"Stop eating me," I whine at Taz. The black fur ball of a pup pauses to stare at me for a moment before continuing his arduous task of slowly but surely devouring my face.
Taz isn't my dog. He belongs to Blue Moon Meadows, a not-for-profit rescue organization in Honeoye Falls (near Rochester) that takes in orphaned dogs and fosters them until they can find permanent homes.
Blue Moon, started by Dee Herzog and two other former members of Brightstar German Shepherd Rescue, is run solely out of the homes of private fosters, as it currently does not have a full-time facility to house the dogs it takes in. This method helps the dogs become accustomed to people and other animals as well as learning how to live in a home with a stable routine and one-on-one attention.

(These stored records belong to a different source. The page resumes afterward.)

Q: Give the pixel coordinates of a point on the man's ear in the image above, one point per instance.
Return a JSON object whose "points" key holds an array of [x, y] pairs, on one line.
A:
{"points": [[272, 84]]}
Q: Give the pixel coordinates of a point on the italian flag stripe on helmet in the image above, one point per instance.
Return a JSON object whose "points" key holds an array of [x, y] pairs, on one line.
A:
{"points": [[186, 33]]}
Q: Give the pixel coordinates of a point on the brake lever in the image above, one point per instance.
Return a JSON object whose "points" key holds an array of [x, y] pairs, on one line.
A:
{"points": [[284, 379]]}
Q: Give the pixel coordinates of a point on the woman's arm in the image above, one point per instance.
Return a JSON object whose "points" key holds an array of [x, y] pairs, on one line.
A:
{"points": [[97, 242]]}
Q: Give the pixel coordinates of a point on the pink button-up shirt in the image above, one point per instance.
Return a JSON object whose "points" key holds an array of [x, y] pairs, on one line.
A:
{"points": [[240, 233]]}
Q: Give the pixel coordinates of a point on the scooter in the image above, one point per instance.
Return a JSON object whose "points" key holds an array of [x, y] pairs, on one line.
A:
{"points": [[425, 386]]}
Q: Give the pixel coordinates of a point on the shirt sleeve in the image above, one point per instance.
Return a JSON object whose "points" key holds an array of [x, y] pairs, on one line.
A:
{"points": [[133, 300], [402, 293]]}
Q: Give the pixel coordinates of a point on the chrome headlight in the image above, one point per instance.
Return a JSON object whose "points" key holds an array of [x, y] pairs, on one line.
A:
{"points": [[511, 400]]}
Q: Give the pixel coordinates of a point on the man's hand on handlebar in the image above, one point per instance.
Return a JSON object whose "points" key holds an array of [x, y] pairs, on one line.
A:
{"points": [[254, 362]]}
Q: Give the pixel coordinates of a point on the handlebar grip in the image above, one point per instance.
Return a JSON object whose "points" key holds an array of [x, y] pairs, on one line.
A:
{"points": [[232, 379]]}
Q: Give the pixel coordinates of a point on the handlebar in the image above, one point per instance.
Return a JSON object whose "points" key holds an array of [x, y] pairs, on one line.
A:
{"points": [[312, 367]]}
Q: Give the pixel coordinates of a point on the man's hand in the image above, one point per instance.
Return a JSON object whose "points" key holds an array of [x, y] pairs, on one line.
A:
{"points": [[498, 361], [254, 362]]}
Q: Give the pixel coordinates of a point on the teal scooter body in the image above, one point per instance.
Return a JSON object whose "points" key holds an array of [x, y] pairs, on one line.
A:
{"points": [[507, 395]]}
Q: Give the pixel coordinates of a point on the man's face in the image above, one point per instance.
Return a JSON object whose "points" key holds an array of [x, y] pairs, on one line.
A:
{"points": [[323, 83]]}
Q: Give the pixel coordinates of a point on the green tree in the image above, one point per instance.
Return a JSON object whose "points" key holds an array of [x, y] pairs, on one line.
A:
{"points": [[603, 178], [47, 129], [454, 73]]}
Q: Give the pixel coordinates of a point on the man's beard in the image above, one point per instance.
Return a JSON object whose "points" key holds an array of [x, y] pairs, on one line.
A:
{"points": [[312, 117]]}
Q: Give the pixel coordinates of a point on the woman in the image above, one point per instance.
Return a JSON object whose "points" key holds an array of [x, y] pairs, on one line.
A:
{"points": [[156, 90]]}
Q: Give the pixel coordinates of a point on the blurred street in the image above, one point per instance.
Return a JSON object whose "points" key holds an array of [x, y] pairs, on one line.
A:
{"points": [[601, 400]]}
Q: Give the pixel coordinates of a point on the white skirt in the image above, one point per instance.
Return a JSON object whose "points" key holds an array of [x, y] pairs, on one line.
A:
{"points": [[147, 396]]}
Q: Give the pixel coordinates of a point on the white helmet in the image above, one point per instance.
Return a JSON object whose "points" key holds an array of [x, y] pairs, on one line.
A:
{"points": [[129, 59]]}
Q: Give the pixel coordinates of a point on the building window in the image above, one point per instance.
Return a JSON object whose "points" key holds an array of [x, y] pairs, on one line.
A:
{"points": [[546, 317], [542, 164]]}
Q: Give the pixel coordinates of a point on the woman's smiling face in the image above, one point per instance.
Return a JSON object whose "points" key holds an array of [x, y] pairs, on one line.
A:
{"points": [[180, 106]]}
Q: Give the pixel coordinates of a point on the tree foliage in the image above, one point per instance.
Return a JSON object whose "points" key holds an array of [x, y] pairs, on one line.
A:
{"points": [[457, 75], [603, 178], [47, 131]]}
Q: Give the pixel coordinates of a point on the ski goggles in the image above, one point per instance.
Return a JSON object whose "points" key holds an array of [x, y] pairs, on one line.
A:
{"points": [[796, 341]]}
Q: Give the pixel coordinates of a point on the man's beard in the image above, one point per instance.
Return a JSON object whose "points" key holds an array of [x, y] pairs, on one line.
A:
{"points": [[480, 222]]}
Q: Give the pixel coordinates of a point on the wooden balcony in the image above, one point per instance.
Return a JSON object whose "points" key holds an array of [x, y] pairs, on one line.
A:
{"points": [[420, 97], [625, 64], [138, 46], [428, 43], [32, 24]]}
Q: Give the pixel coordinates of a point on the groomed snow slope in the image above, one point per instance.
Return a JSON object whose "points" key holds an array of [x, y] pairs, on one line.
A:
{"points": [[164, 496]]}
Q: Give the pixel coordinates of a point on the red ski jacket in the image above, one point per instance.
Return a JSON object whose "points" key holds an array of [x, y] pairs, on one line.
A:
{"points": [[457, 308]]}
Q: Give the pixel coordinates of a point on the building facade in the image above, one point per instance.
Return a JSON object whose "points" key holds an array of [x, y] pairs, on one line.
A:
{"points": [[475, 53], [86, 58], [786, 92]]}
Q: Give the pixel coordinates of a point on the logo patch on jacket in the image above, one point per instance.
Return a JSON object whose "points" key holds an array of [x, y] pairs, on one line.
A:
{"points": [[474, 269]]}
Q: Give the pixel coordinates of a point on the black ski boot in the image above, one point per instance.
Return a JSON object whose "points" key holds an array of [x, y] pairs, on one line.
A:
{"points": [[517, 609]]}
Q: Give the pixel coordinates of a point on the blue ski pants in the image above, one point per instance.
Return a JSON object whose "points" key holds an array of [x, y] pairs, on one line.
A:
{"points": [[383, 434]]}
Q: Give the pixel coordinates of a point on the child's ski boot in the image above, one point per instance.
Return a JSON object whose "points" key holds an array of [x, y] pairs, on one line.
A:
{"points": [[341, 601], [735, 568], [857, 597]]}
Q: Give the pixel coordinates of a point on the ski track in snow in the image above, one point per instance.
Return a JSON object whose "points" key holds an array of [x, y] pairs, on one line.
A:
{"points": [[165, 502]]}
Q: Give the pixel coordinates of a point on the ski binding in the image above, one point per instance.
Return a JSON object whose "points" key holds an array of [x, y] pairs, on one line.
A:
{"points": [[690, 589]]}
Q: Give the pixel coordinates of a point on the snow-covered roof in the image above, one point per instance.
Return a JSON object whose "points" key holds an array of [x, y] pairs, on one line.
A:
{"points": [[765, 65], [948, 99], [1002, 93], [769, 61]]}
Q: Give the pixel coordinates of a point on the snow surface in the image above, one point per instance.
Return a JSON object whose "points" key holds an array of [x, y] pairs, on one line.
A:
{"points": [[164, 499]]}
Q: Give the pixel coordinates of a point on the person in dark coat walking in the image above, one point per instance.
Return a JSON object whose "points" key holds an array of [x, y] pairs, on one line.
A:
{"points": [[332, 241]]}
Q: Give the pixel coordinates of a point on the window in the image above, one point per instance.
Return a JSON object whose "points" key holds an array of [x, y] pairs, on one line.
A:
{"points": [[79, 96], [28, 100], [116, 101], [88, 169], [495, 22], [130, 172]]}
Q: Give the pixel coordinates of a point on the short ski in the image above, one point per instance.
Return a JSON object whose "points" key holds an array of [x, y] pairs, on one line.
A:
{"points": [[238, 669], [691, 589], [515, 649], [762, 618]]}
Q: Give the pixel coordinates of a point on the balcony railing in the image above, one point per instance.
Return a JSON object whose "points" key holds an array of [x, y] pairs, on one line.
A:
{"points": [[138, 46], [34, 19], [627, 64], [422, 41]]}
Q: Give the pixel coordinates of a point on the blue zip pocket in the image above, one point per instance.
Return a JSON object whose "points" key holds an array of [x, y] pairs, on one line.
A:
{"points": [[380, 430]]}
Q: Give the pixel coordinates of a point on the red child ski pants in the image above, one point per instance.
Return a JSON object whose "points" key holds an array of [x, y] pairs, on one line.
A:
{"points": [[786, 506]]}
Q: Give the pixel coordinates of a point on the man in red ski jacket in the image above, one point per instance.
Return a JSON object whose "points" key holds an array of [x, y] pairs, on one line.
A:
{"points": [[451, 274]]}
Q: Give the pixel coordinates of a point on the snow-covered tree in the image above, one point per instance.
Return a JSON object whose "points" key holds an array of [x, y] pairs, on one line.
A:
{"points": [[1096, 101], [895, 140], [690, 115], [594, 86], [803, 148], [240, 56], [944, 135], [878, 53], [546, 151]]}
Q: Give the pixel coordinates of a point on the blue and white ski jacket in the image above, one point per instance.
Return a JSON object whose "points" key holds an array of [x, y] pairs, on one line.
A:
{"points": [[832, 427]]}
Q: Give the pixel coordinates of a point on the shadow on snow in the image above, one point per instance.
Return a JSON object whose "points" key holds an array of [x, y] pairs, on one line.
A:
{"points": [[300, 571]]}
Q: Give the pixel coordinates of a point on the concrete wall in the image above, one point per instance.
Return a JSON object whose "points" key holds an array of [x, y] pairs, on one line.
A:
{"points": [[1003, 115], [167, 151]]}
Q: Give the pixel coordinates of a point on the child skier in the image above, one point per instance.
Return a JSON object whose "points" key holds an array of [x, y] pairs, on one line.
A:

Rescues like Blue Moon are on the rise, popping up all over Western New York. Herzogbelieves this is mainly brought on by the Internet and word of mouth, as good rescues are recommended by past adopters.
While shelters take in local animals, rescues often try to reach out farther, to out-of-state areas where there are many more homeless animals with dismal chances of being adopted. Blue Moon often works with shelters in rural areas of Ohio and Kentucky, where animals often aren't spayed or neutered and the shelters are overrun with dogs and cats, forcing them to be at high risk of being put down because the shelters lack the funding and space for so many animals.
The one thing that sets shelters apart from rescues is that rescues often have the animals housed in the private homes of volunteers. Fostering can be a highly rewarding experience and is a good way to help out local pet rescues. But before you run off and beg your parents to let you take in a foster, you need to consider a few things.
Fostering, while fun and enjoyable, is a lot of work. Not only must you provide for the basic needs of the animal, but you have to provide them with a lot of attention; many fosters aren't used to human interaction and need a lot of TLC to adapt to humans before they can be adopted.
You also need to consider that many dogs aren't trained. If you're lucky, you may take in an adult dog who's housebroken and knows a couple of commands, but they might know nothing more than a newborn pup.
After fostering 13 puppies in the last year, I can say that it's one of my favorite things in the world. Puppies are always adorable, and a lot of fun to play with. But are you ready to listen to them (or even an adult foster) cry all night in a crate? Are you ready to sacrifice your sleep to get up with them at 3 a.m. to take them outside? Are you willing to clean up any and all messes that your puppy makes and possibly lose a few belongings to chewing?
The biggest issue with fostering, and the question I am asked most often, is how do you give up the dog? It's because you're proud to say that you helped this dog find a loving home, and you realize that once this dog is adopted, you're now free to save another life by fostering another dog. That's what makes fostering so rewarding.
So maybe you can't foster a dog. Rescues and shelters can always use help. Local shelters often need supplies, including pet food, toys, bedding, old towels and more. Rescues such as Blue Moon or Buffalo Humane can mainly use fosters and cash donations but are always thankful for leashes, collars, crates, blankets and food. Rescues accumulate a lot of vet bills, so having a fundraiser is another way to help.
To volunteer, check out the websites of different local shelters and rescues. Some, such as the SPCA (www.yourspca.org), require an adult to be present with all volunteering minors, and has a very helpful guide to how kids and teens can help out.
Helping out a rescue or shelter is not only rewarding, but it leaves a smile on your face and countless memories. And to know that you helped save the life of an innocent pup like Taz is, I'd have to say, the best feeling in the world.
Taz has been adopted to a loving family, who now call him Scout.
Kristen Brown is a sophomore at Lancaster High School.